Шмид сверлил Веру взглядом, от которого у нее стало очень нехорошо на душе.
— Слушальщики есть по всему гетто, — добавил он.
Он схватил Веру за руку, и ключ, которым он открывал чердачную дверь, скользнул в ее ладонь:
— Не бойся ничего. Просто храни этот ключ. Мне достаточно знать, что он в надежном месте.

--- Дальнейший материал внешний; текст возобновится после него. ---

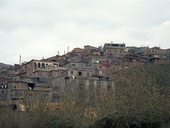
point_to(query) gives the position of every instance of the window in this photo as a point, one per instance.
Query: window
(43, 65)
(38, 65)
(79, 73)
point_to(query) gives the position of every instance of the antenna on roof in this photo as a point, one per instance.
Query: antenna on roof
(20, 60)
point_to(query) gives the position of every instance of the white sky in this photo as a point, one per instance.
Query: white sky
(41, 28)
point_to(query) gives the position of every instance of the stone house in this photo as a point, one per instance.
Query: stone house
(114, 49)
(37, 68)
(80, 70)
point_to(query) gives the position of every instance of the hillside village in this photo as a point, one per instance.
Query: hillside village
(87, 68)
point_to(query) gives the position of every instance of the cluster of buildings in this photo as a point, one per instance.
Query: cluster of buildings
(85, 69)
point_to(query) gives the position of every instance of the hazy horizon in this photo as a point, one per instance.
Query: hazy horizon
(41, 28)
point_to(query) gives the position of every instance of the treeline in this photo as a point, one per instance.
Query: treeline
(141, 100)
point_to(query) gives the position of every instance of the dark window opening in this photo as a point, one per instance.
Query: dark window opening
(109, 88)
(38, 65)
(43, 65)
(14, 107)
(31, 86)
(79, 73)
(35, 65)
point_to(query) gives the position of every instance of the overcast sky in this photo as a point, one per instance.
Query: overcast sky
(41, 28)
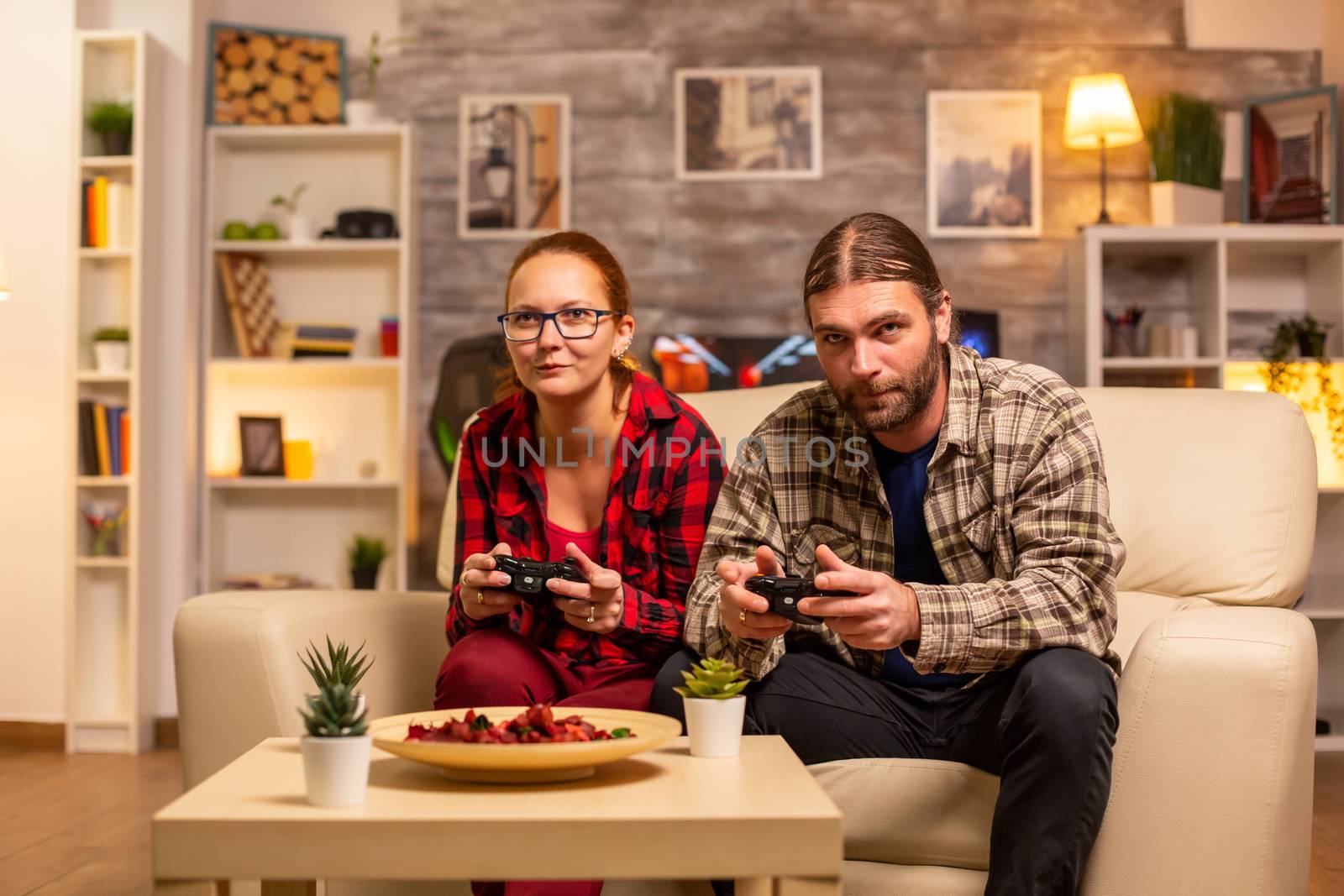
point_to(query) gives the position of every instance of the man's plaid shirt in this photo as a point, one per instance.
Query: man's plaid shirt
(1018, 512)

Его голос звучал неожиданно спокойно и уверенно.
— Теперь иди, — сказал он и, так как Вера продолжала стоять на месте, добавил: — Я останусь здесь, пока не удостоверюсь, что ты ушла.
Она стиснула ключ в кулаке и пошла к двери; обернувшись в последний раз, она увидела, что Шмид уже вернул кирпичи на место и замел следы.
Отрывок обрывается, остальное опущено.